You are correct about double buffering on the rotated display as that is exactly what we need to do to perform the S/W rotation that we provide in IEGD. We present a buffer to the system that matches the target orientation (in your case 600 x 800 for 90 degree rotation) which the OS then draws into. For each screen update, we then re-render the 600 x 800 buffer with rotation to match the physical panel rotation then shift that data is shifted out to the display. The physical rotation of the screen and the s/w rotation of the data cancel each othert out and the screen looks proper. We have to re-reneder each screen which is why you see a slow down in performance. S/W rotation is a huge burden on the system and we usually recommend people avoid it by using panels or displays that physically match the desired orientation.

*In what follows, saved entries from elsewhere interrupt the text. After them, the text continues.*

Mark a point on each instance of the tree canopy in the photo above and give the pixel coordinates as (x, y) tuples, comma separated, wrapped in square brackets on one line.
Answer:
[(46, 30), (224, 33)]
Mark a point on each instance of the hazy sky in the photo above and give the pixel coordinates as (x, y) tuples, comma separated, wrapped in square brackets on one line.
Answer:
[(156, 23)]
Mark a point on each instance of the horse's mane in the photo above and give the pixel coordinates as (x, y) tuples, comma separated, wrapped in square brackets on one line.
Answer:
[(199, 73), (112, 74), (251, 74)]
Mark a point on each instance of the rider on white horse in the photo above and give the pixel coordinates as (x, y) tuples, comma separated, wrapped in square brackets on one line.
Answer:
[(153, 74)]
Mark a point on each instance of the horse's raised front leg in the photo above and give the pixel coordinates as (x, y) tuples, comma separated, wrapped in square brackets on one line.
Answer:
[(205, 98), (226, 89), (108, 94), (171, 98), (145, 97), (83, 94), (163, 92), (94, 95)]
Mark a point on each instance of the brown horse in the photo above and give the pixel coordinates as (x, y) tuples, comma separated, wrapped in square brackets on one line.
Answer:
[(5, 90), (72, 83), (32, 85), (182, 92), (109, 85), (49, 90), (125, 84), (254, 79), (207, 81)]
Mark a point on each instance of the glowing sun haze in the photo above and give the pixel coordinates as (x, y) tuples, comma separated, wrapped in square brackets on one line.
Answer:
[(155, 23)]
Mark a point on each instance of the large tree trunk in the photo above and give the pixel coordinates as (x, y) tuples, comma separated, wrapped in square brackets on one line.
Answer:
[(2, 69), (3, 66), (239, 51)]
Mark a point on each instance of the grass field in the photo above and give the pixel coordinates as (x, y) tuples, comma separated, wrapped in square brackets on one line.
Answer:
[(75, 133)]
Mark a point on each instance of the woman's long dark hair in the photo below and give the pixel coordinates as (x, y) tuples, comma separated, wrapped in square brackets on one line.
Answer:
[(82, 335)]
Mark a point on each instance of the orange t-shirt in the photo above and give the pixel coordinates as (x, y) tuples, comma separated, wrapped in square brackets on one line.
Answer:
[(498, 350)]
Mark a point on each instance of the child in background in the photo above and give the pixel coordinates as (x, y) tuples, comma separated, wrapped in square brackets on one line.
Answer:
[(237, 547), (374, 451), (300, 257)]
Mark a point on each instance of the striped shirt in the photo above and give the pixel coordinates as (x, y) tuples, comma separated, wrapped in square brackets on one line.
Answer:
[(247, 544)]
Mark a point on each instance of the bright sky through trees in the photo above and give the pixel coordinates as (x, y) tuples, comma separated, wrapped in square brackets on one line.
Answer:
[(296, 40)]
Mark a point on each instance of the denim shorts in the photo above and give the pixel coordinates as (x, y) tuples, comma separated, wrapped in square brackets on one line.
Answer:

That said, it does sound like we may have introduced an issue was introduced in the 10.4 code release for rotation although I am not aware of any currently open issues against the 10.4 release around rotation.

To verify, I would recommend trying a fresh/clean install instead of doing an upgrade from 10.0 to 10.4. You will probably want to be sure to generate a new installation image with CED with all 10.4 files to be sure you do not have any left over settings or driver files from 10.0.

I can provide the 10.0 release to you however it is too big to upload here so we would need to figure out a different way to accomplish it. We normally provide that sort of thing through our Premier Support (Quad) system.

SBout
Beginner
413 Views

Thanks for the 10.0 - we get our performance back with that.

We have discovered an issue with the 10.0 and this setup (with remote desktop sessions into the device) that we didn't see with 10.4 based drivers - do you think the 10.4 performance issues with a rotated display are likely to be addressed at any point?

(I'll file the 10.0 issue with remote desktop as another post - if there is a fix for that, we can stick with the 10.0 based driver).